Selbstvornahme nach einer Minderungserklärung

Baumängel, Minderung, Selbstvornahme, Ersatzvornahme

Stellt der Auftraggeber Mängel fest, kann er vom Auftragnehmer (in der Regel nach dem Ablauf einer angemessenen Frist für die Mangelbeseitigung) unter anderem Minderung oder Kostenvorschuss für die Ersatzvornahme (also Mangelbeseitigung durch Dritte) verlangen. Nun hat der Bundesgerichtshof entschieden, dass die Kosten für die Ersatzvornahme auch nach einer Minderungserklärung verlangt werden können, der Auftraggeber seinen Anspruch also problemlos von der Minderung auf die Selbstvornahme umstellen kann. Der BGH hat sich zudem zur Frage geäußert, in welchem Fall unverhältnismäßig hohe Kosten für die Mangelbeseitigung anzunehmen sind.

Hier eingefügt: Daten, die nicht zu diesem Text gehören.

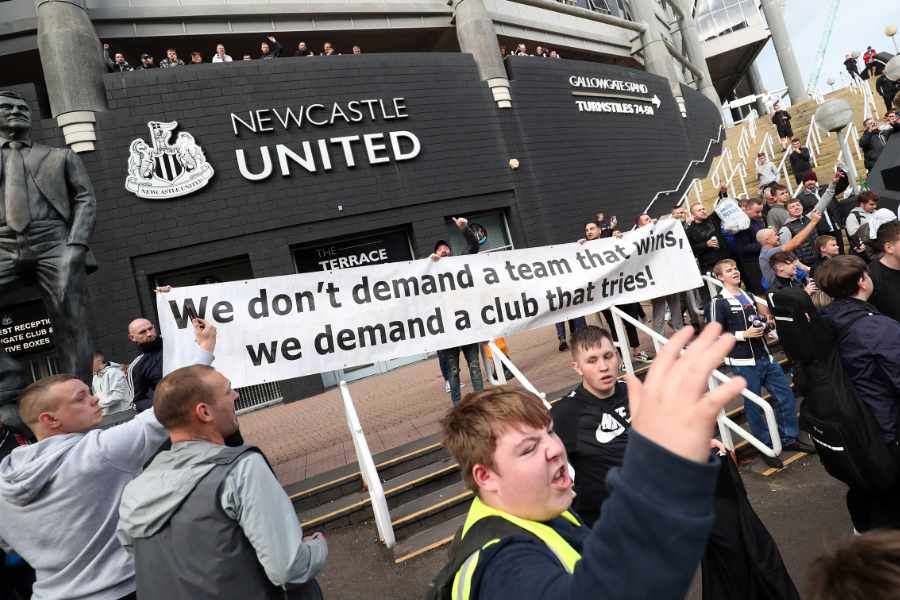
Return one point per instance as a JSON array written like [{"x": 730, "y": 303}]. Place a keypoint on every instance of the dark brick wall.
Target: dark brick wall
[
  {"x": 572, "y": 164},
  {"x": 581, "y": 162}
]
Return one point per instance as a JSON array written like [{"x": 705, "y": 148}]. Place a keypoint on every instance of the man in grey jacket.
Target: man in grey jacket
[
  {"x": 205, "y": 520},
  {"x": 59, "y": 498},
  {"x": 109, "y": 385}
]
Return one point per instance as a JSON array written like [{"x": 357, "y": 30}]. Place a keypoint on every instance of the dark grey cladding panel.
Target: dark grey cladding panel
[
  {"x": 449, "y": 109},
  {"x": 703, "y": 121},
  {"x": 462, "y": 167},
  {"x": 581, "y": 162}
]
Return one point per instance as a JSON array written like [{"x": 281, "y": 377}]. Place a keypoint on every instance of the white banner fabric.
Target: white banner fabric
[{"x": 276, "y": 328}]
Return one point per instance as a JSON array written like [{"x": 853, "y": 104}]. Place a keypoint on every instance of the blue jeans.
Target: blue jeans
[
  {"x": 472, "y": 357},
  {"x": 574, "y": 325},
  {"x": 771, "y": 376}
]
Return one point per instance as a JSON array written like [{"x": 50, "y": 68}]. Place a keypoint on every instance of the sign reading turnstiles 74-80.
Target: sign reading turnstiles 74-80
[{"x": 606, "y": 95}]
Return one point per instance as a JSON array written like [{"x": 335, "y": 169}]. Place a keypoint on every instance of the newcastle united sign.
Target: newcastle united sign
[{"x": 166, "y": 170}]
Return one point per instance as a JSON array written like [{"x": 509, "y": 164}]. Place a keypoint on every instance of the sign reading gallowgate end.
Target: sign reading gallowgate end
[
  {"x": 613, "y": 96},
  {"x": 25, "y": 329}
]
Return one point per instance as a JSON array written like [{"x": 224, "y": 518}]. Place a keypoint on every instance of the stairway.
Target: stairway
[
  {"x": 801, "y": 116},
  {"x": 425, "y": 493}
]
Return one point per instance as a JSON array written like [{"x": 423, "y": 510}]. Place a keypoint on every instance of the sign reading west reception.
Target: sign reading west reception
[{"x": 25, "y": 329}]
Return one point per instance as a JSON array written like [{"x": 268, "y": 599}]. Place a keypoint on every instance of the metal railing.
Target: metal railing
[
  {"x": 721, "y": 167},
  {"x": 729, "y": 180},
  {"x": 497, "y": 376},
  {"x": 367, "y": 470},
  {"x": 255, "y": 397},
  {"x": 687, "y": 170},
  {"x": 851, "y": 135},
  {"x": 869, "y": 106},
  {"x": 696, "y": 186},
  {"x": 726, "y": 425}
]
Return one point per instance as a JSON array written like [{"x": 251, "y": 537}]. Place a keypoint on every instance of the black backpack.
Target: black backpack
[{"x": 843, "y": 429}]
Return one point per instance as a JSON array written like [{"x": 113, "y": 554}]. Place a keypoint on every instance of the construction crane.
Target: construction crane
[{"x": 823, "y": 48}]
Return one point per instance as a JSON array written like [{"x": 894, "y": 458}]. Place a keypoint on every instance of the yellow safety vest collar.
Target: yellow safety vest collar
[{"x": 565, "y": 553}]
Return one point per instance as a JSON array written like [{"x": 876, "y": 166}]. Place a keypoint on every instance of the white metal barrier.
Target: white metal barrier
[
  {"x": 696, "y": 186},
  {"x": 498, "y": 376},
  {"x": 367, "y": 469},
  {"x": 687, "y": 170},
  {"x": 851, "y": 136},
  {"x": 726, "y": 425},
  {"x": 729, "y": 181}
]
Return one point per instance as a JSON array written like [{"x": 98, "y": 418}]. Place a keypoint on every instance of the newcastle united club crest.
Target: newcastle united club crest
[{"x": 165, "y": 169}]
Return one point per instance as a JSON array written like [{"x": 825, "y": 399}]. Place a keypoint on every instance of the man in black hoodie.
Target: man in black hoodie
[
  {"x": 705, "y": 236},
  {"x": 593, "y": 420},
  {"x": 870, "y": 354},
  {"x": 874, "y": 139},
  {"x": 146, "y": 370}
]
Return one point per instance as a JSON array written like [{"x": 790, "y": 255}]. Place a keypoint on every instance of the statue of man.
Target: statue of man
[{"x": 47, "y": 212}]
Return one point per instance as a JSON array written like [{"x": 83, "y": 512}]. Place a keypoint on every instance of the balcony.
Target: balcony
[{"x": 733, "y": 34}]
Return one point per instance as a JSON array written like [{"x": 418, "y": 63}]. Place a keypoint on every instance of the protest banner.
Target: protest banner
[{"x": 277, "y": 328}]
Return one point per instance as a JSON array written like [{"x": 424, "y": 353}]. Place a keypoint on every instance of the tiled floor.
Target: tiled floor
[{"x": 305, "y": 438}]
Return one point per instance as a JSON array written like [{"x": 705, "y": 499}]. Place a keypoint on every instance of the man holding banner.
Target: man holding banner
[
  {"x": 450, "y": 356},
  {"x": 288, "y": 326}
]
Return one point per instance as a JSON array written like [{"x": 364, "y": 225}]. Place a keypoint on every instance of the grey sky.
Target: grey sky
[{"x": 859, "y": 23}]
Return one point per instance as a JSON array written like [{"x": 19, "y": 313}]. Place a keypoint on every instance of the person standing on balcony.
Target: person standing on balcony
[
  {"x": 800, "y": 159},
  {"x": 766, "y": 172},
  {"x": 874, "y": 139},
  {"x": 852, "y": 67},
  {"x": 782, "y": 121}
]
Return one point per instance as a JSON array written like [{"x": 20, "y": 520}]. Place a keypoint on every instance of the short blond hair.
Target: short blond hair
[
  {"x": 37, "y": 398},
  {"x": 471, "y": 428},
  {"x": 717, "y": 268}
]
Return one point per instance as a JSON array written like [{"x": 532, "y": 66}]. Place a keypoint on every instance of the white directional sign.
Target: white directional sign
[{"x": 613, "y": 96}]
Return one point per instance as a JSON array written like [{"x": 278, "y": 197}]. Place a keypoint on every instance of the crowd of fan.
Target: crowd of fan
[
  {"x": 269, "y": 48},
  {"x": 522, "y": 50}
]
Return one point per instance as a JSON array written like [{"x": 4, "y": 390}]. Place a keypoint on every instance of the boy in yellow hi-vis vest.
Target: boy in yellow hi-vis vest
[{"x": 521, "y": 541}]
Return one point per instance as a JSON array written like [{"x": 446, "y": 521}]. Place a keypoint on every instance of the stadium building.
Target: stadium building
[{"x": 218, "y": 172}]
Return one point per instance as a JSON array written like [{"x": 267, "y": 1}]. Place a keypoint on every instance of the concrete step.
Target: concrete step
[
  {"x": 334, "y": 484},
  {"x": 356, "y": 507}
]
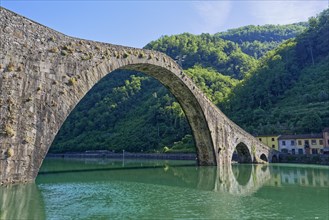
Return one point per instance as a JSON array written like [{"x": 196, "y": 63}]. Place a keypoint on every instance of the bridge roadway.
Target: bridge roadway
[{"x": 44, "y": 74}]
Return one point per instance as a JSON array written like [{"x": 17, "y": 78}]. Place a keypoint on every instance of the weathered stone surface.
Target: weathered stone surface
[{"x": 44, "y": 74}]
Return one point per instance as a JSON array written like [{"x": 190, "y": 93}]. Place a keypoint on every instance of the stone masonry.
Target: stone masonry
[{"x": 44, "y": 74}]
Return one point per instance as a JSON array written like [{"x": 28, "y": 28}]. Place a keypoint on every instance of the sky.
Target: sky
[{"x": 135, "y": 23}]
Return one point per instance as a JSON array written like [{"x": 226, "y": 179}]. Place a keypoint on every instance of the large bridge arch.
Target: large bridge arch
[{"x": 44, "y": 74}]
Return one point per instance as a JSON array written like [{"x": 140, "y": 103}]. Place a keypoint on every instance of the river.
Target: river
[{"x": 166, "y": 189}]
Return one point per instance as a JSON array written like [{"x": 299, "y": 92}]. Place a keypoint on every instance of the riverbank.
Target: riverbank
[
  {"x": 321, "y": 159},
  {"x": 128, "y": 155}
]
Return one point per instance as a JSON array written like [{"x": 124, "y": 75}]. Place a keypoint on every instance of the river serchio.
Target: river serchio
[{"x": 167, "y": 189}]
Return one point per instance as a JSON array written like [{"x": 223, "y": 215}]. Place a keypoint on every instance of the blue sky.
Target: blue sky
[{"x": 135, "y": 23}]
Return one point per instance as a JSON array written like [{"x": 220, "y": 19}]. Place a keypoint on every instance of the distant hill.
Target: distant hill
[
  {"x": 207, "y": 51},
  {"x": 257, "y": 40},
  {"x": 285, "y": 90}
]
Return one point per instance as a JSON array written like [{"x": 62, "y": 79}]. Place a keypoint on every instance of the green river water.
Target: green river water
[{"x": 163, "y": 189}]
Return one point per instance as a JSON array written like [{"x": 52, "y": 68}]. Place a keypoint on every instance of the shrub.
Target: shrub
[
  {"x": 10, "y": 152},
  {"x": 53, "y": 50},
  {"x": 9, "y": 131},
  {"x": 72, "y": 81},
  {"x": 11, "y": 67}
]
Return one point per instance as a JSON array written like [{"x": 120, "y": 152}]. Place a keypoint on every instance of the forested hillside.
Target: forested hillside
[
  {"x": 284, "y": 91},
  {"x": 289, "y": 91},
  {"x": 256, "y": 41},
  {"x": 205, "y": 50}
]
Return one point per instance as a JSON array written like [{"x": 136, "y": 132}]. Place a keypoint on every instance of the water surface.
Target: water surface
[{"x": 159, "y": 189}]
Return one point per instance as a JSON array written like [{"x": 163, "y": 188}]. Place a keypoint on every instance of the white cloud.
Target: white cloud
[
  {"x": 285, "y": 12},
  {"x": 212, "y": 14}
]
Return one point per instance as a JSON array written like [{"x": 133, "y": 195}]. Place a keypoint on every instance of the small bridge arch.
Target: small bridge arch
[{"x": 44, "y": 74}]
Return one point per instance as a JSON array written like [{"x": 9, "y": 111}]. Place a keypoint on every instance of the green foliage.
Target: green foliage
[
  {"x": 256, "y": 41},
  {"x": 132, "y": 112},
  {"x": 288, "y": 92},
  {"x": 215, "y": 85}
]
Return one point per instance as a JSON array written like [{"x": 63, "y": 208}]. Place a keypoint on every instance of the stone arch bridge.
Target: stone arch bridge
[{"x": 44, "y": 74}]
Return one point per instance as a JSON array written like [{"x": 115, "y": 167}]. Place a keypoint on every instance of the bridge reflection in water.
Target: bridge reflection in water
[{"x": 26, "y": 201}]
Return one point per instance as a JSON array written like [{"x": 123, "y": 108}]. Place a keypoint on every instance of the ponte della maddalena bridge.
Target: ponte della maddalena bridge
[{"x": 44, "y": 74}]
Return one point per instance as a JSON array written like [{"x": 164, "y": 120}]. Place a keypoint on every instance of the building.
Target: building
[
  {"x": 270, "y": 140},
  {"x": 325, "y": 134},
  {"x": 301, "y": 144}
]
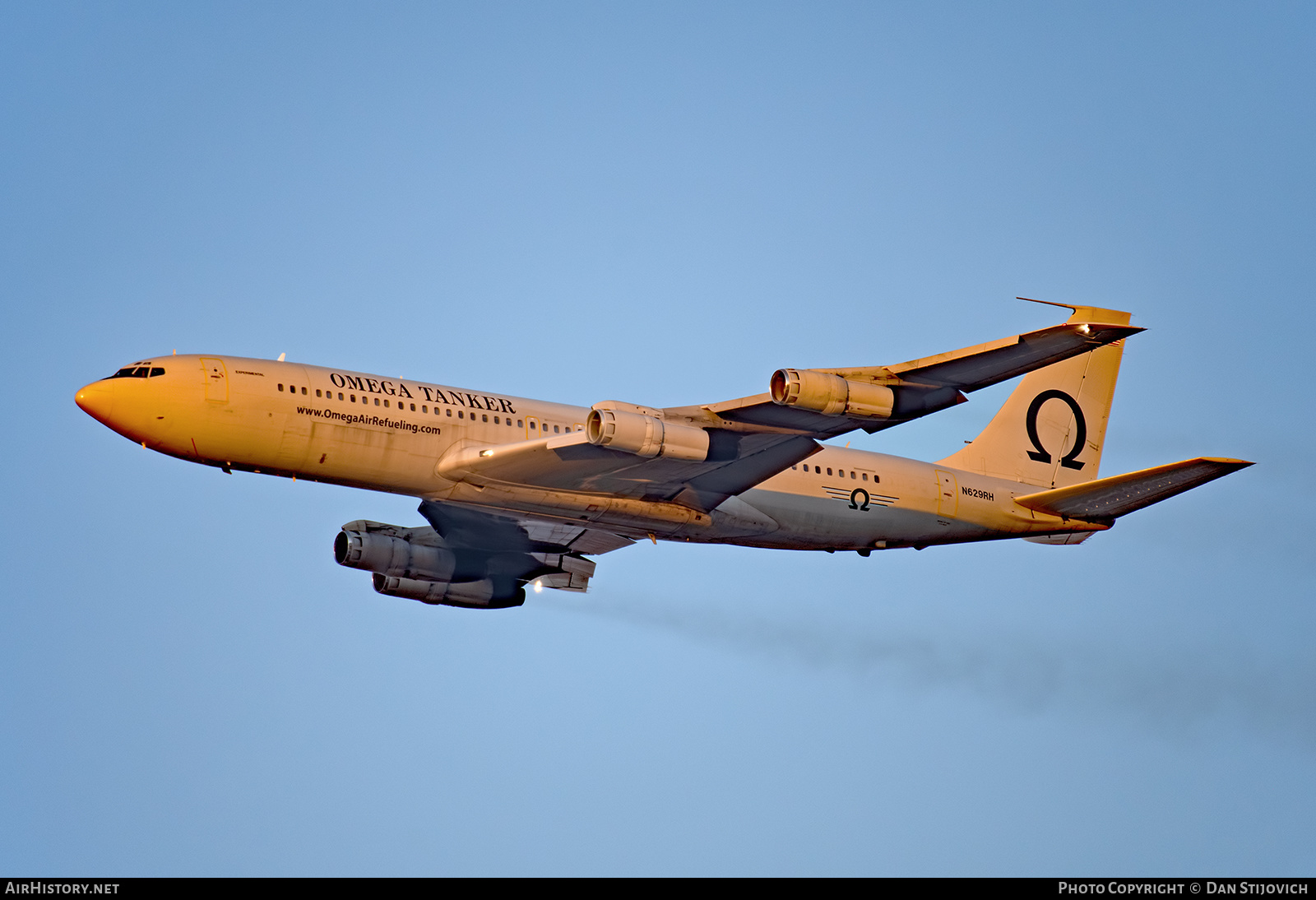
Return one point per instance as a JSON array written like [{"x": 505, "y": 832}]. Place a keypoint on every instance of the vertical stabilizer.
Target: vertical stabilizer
[{"x": 1052, "y": 428}]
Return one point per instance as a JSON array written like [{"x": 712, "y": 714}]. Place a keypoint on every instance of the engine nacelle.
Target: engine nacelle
[
  {"x": 832, "y": 395},
  {"x": 392, "y": 557},
  {"x": 645, "y": 436},
  {"x": 482, "y": 594}
]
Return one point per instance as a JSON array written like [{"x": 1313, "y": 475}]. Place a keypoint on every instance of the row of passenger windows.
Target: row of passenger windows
[
  {"x": 424, "y": 408},
  {"x": 855, "y": 476},
  {"x": 137, "y": 371}
]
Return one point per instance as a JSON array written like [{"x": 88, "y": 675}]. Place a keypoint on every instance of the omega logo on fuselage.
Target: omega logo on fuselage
[
  {"x": 1040, "y": 454},
  {"x": 432, "y": 395}
]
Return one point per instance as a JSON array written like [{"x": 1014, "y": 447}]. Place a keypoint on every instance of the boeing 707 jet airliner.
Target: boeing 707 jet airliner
[{"x": 524, "y": 491}]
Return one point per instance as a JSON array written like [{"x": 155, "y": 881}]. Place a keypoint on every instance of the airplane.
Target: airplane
[{"x": 520, "y": 491}]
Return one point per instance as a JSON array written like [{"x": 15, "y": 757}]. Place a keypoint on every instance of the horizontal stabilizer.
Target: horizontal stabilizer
[{"x": 1111, "y": 498}]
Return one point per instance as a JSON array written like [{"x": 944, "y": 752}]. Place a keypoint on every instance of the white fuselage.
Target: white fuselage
[{"x": 388, "y": 434}]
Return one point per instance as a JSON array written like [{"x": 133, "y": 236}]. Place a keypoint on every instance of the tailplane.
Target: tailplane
[{"x": 1052, "y": 428}]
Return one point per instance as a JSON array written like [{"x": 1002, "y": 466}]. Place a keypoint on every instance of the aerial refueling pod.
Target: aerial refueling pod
[
  {"x": 392, "y": 557},
  {"x": 645, "y": 436},
  {"x": 831, "y": 395}
]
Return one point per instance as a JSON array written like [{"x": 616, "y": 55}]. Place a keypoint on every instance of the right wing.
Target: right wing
[
  {"x": 752, "y": 438},
  {"x": 1107, "y": 499}
]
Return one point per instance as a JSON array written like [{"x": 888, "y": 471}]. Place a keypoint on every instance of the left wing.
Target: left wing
[
  {"x": 697, "y": 457},
  {"x": 471, "y": 558}
]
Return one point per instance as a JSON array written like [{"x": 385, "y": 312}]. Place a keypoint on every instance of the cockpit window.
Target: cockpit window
[{"x": 137, "y": 370}]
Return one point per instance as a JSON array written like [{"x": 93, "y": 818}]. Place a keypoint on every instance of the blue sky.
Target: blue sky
[{"x": 660, "y": 204}]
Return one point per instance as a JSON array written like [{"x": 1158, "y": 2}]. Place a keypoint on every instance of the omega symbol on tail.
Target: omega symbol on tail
[{"x": 1040, "y": 454}]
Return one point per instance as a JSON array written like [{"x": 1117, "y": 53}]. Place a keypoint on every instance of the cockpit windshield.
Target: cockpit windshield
[{"x": 137, "y": 370}]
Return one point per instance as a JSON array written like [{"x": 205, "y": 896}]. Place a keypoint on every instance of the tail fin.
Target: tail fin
[{"x": 1052, "y": 428}]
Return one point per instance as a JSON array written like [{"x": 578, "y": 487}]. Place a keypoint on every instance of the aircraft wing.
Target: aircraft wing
[
  {"x": 1111, "y": 498},
  {"x": 932, "y": 383},
  {"x": 464, "y": 529},
  {"x": 752, "y": 438}
]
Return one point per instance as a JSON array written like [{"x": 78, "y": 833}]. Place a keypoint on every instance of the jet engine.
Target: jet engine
[
  {"x": 645, "y": 436},
  {"x": 831, "y": 395},
  {"x": 411, "y": 562},
  {"x": 392, "y": 555},
  {"x": 482, "y": 594}
]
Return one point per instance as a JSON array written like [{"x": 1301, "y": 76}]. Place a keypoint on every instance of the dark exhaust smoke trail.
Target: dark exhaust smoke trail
[{"x": 1175, "y": 691}]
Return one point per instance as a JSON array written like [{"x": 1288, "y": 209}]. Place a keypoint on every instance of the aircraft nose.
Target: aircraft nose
[{"x": 98, "y": 401}]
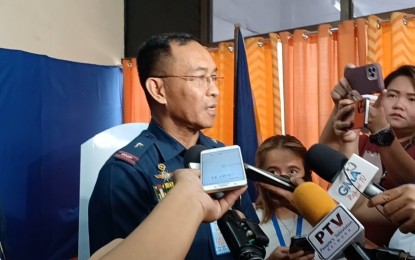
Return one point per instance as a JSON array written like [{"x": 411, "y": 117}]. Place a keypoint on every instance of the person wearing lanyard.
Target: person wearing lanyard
[{"x": 282, "y": 155}]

BGH Urt. v. 22.08.2024 – VII ZR 68/22

1. Sachverhalt

Der Auftraggeber verlangt Kostenvorschüsse für die Beseitigung von Schallschutzmängeln, für die er zunächst eine Minderung der Vergütung gegenüber dem Auftragnehmer erklärt hat. Die erste Instanz ging davon aus, dass die Schallschutzmängel keine Auswirkungen auf den Wert der Immobilie hätten, weshalb sie nicht zu einer Minderung führen können. Die zweite Instanz hatte ebenfalls keine Zweifel an der Richtigkeit dieser Ansicht. Daraufhin begehrte der Auftragnehmer statt der Minderung die Zahlung eines Kostenvorschusses für die Beseitigung dieser Schallschutzmängel.

2. Entscheidung

Nach der Ansicht des BGH liegen die Voraussetzungen für einen Vorschussanspruch vor. Der Anspruch sei nicht nach § 634 Nr. 2, § 637 Abs. 1, § 635 Abs. 3 BGB ausgeschlossen, die Mangelbeseitigungskosten seien nicht unverhältnismäßig hoch. Unverhältnismäßigkeit werde in aller Regel anzunehmen sein, wenn einem objektiv geringen Interesse des Bestellers an einer mangelfreien Vertragsleistung unter Abwägung aller Umstände ein ganz erheblicher und deshalb vergleichsweise unangemessener Aufwand gegenüberstehe. Schallschutzmängel seien für die Qualität des Wohnens von wesentlicher Bedeutung.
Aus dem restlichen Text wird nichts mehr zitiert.